1st phase - Motor control to target the deep postural muscles
2nd phase - Introduce higher load strength & endurance training. 

-       Need for Selectivity and specificity of exercise
-       Target & activate Deep Neck Flexors (DNF) with low load specific exercises.
-       Retrain endurance capacity of DNF
-       Retrain the patterns of activation of deep & superficial neck muscles
-       Co-contraction exercises (DNF and extensors)
-       Re-ed the use of muscles in posture & ADL
-       Address strength & endurance for functional requirements

Re-education of co-activation of deep cervical flexors/extensors using developmental position- prone 3 month position 

Re-education of deep neck flexors using isometrics

Reflexive activation of deep cervical muscles using a theraband

Long term efficacy for neck specific exercise.  Landén Ludvigsson et al., Eur J Pain, 2015

-       Participation in a neck-specific exercise intervention, in contrast to general physical activity, was the only factor that consistently indicated higher odds of treatment success.
-       At 12 months, patients in the neck-specific exercise intervention had up to 5.3x higher relief of disability reduction, and 3.9x higher odds of pain reduction compared to those in the physical activity group.

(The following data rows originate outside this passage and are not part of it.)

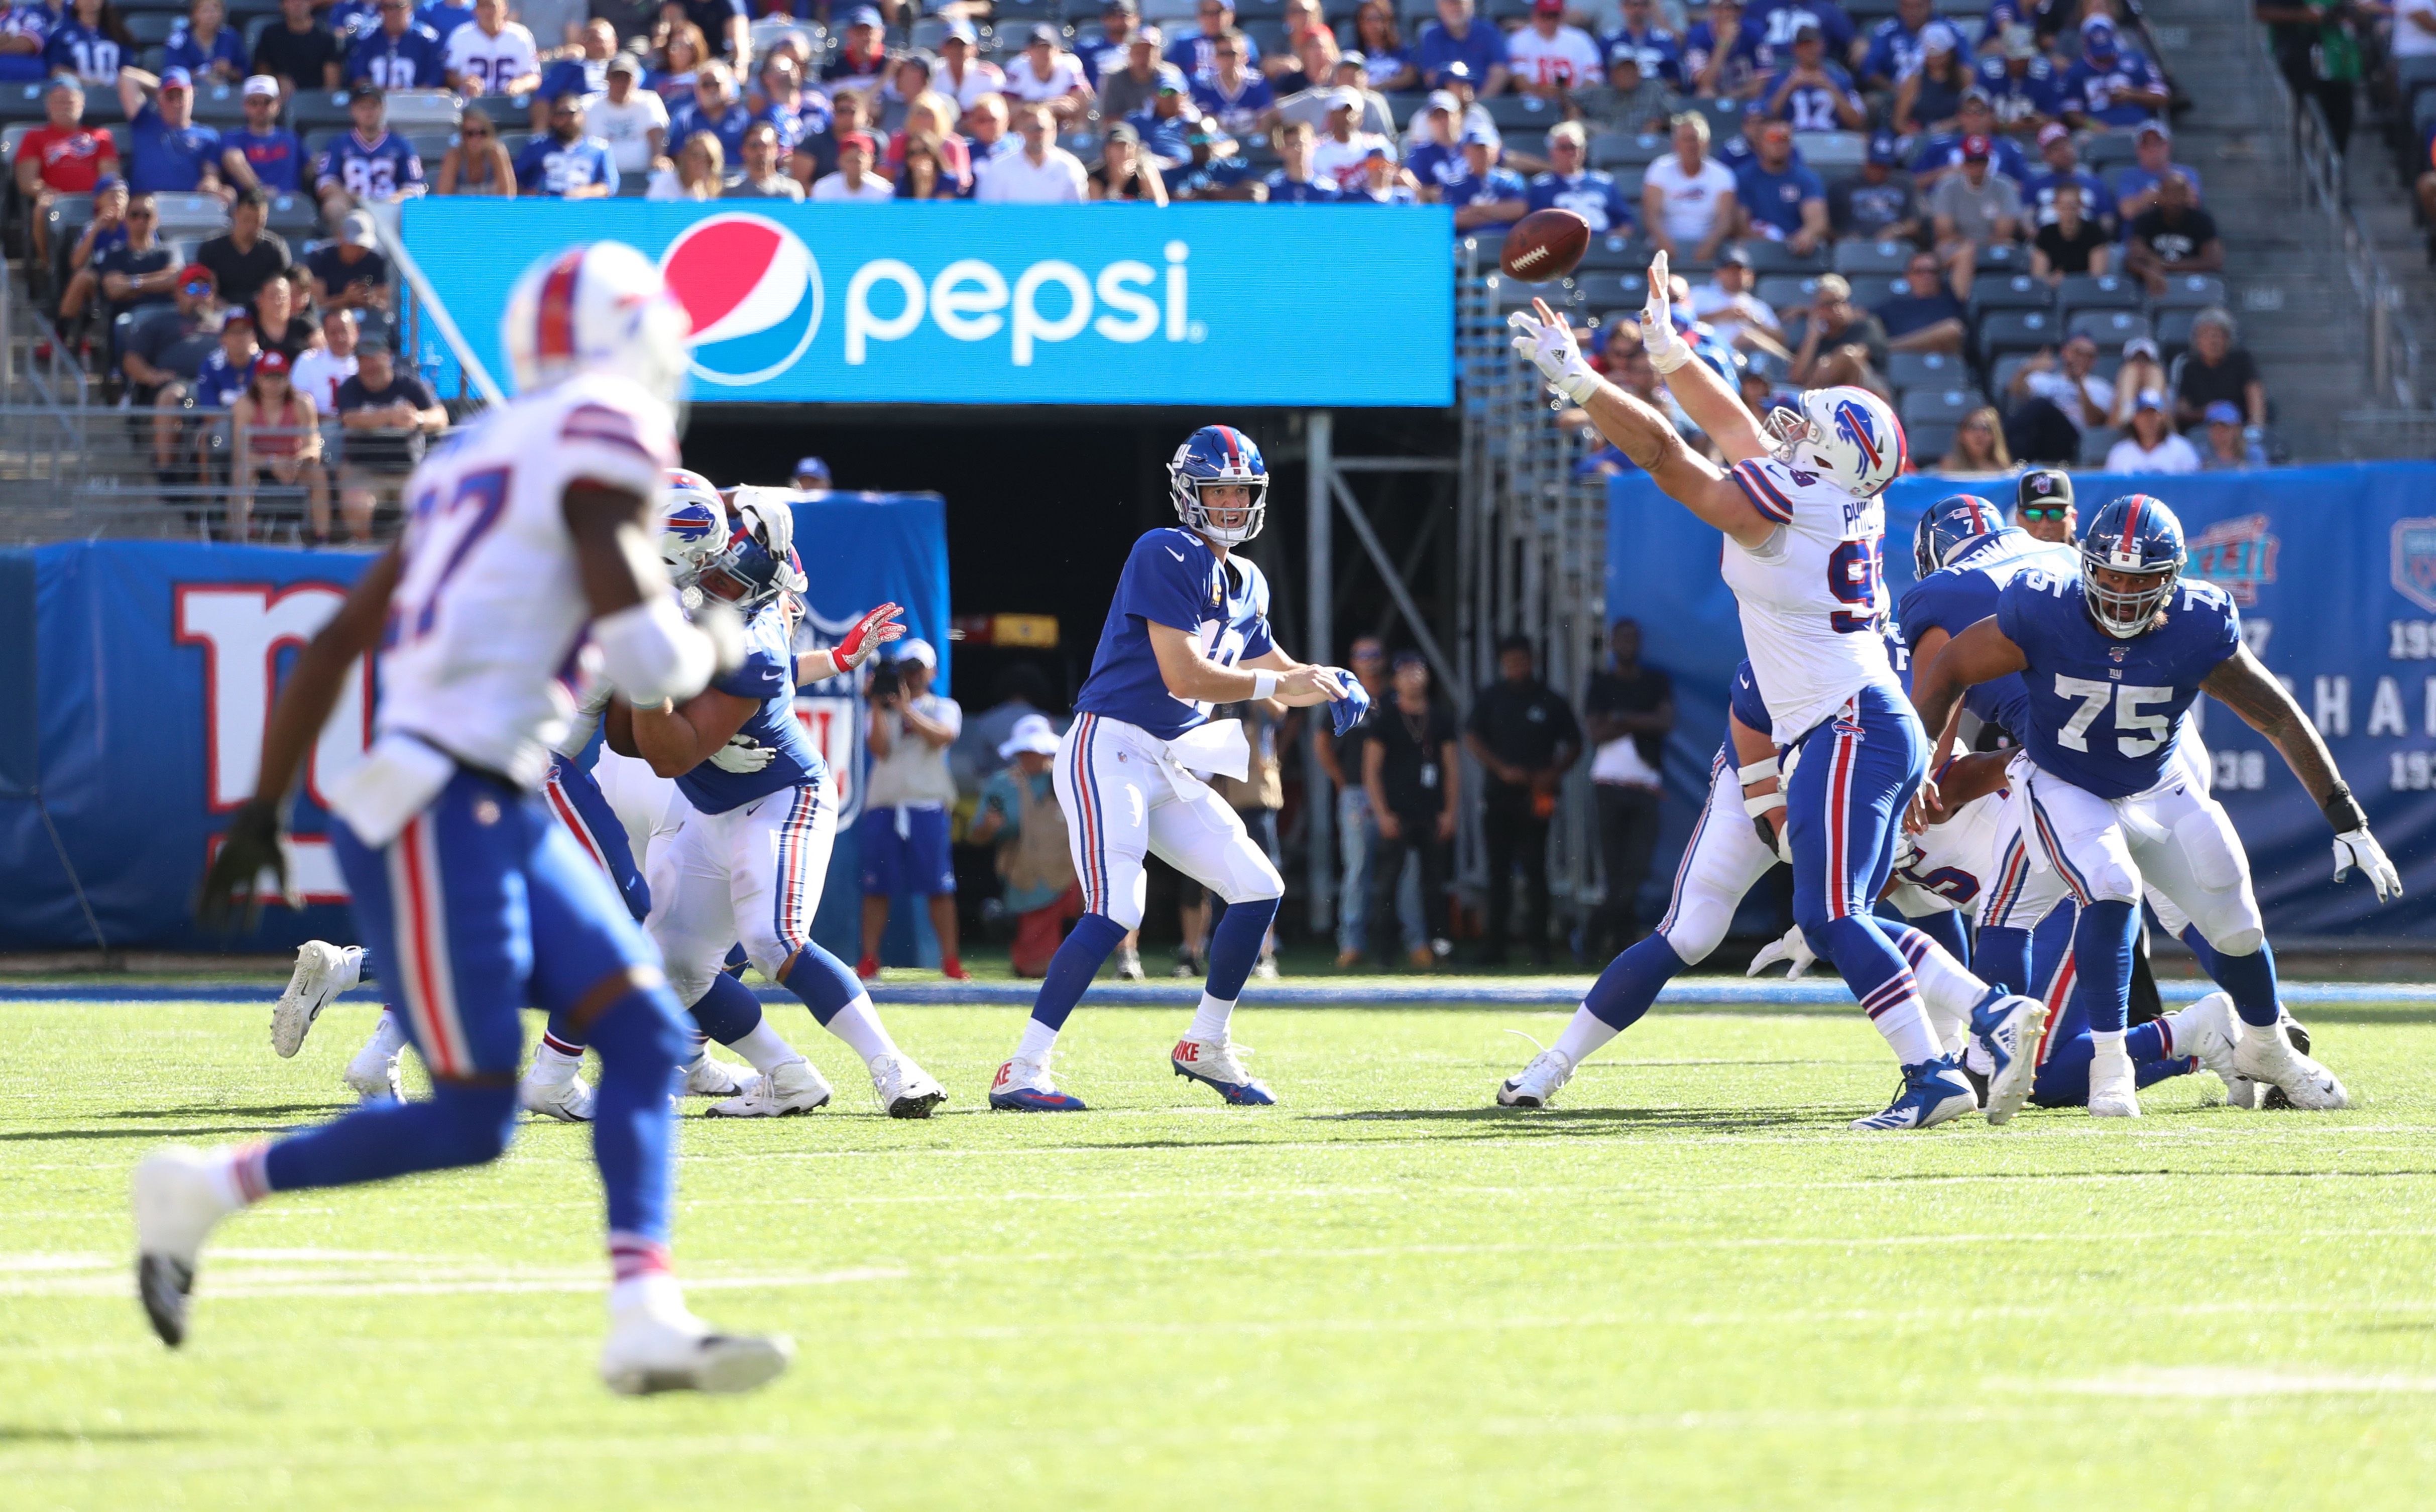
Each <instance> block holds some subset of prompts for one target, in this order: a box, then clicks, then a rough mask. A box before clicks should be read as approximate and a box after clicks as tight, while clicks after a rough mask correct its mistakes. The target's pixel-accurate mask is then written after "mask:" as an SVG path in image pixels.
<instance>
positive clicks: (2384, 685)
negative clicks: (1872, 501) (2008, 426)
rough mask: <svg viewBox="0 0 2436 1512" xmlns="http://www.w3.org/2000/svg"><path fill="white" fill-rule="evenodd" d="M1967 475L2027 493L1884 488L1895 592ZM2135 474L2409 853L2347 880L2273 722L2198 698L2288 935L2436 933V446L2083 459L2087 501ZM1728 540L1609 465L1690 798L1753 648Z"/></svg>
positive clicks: (1622, 523)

Clare Frank is the founder of Movement Links, Inc, a company borne out of a desire to enhance clinicians’ understanding of the movement system. She is the program director of Azusa Pacific University Advanced Fellowship in Movement & Performance and clinical faculty of Kaiser Permanente Spine Rehab Fellowship.  Clare is a lifelong learner, implementor and advocate for the movement system.

Key References:

Falla D, Jull G, Russell T, Vicenzino B, Hodges P. Effect of neck exercise on sitting posture in patients with chronic neck pain. Phys Ther. 2007;87(4):408-17.

Jull G. Whiplash, Headache, and Neck Pain, Research-based Directions for Physical Therapies. Elsevier Health Sciences; 2008.

Neck pain: combining exercise and manual therapy for your neck and upper back leads to quicker reductions in pain. J Orthop Sports Phys Ther. 2013;43(3):128.

Sremakaew M, Jull G, Treleaven J, Barbero M, Falla D, Uthaikhup S. Effects of local treatment with and without sensorimotor and balance exercise in individuals with neck pain: protocol for a randomized controlled trial. BMC Musculoskelet Disord. 2018;19(1):48.